Tommaso Amici - How to load a local Parquet file in Starrocks

2 minutes

Published 2 years ago

A short guide on how to ingest data in Starrocks using Parquet files

TLDR at the bottom of the post

In the past few days, I've been investigating Starrocks, an open source database for high performance analytical workloads.

As a first step, I wanted to run some tests to validate that the performance claims actually hold true for our use case.

After trying and failing to insert roughly 75 million rows in the database, I reached the conclusion that the best approach would be to load a Parquet file.

If you don't know what Apache Parquet is, here's a summary from the project's website:

Apache Parquet is an open source, column-oriented data file format designed for efficient data storage and retrieval. It provides efficient data compression and encoding schemes with enhanced performance to handle complex data in bulk.

What this means in practice is that the SQLite database I had used to generate demo data takes up 7.9 GB, while the Parquet file that holds the exact same data is only 1.22 GB.

Unfortunately, the official documentation is not as detailed as I would like; and the search currently only returns pages for loading data from Parquet files stored in object storage services like AWS S3 or GCP GCS.

TLDR

Finally, I managed to find this very helpful discussion on GitHub.

First, add a broker for loading local files:

alter system add broker local_load "127.0.0.1:8000";

Second, if you're running Starrocks with the official Docker image, like suggested in the quick start guide. Copy the Parquet file inside the running container.

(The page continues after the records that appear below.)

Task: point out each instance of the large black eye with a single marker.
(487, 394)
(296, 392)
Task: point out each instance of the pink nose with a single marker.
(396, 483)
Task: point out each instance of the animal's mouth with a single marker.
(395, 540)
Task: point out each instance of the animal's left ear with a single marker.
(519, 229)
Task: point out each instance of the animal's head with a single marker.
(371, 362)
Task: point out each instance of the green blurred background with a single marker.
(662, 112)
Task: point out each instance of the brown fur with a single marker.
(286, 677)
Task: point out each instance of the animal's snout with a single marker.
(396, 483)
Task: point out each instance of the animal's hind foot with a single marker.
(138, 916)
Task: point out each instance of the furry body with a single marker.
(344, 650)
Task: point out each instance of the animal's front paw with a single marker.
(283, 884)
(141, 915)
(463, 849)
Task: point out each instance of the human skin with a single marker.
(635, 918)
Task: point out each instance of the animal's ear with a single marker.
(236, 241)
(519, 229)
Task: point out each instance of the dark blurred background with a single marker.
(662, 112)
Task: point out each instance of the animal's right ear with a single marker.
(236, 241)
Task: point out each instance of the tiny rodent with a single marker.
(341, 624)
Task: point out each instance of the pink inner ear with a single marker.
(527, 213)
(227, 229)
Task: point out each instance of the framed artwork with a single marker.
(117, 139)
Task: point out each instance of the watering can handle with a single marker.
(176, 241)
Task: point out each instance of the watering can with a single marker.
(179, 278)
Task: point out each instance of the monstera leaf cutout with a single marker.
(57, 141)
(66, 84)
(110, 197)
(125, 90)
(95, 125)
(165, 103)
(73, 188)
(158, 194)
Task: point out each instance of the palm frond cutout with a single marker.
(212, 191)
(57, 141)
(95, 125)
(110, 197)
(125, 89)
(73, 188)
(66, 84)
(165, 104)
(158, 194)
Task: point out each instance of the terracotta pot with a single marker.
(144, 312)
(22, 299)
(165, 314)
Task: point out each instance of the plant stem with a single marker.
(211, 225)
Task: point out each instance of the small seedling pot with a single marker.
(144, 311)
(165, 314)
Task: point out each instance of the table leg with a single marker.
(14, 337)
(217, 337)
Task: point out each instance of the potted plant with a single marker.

docker cp demo.parquet <container_name>:/demo.parquet

Last, import the data in an existing table:

load label past_cabin_metrics_label (
    data infile(
        "file:///demo.parquet"
    ) into table demo_table format as "parquet"(
        col_1,
        col_2
    )
) with broker local_load properties("timeout" = "3600");

Since the documentation is open source, I will try to open a pull request for improving this section. In the meantime, maybe this can be useful to someone out there.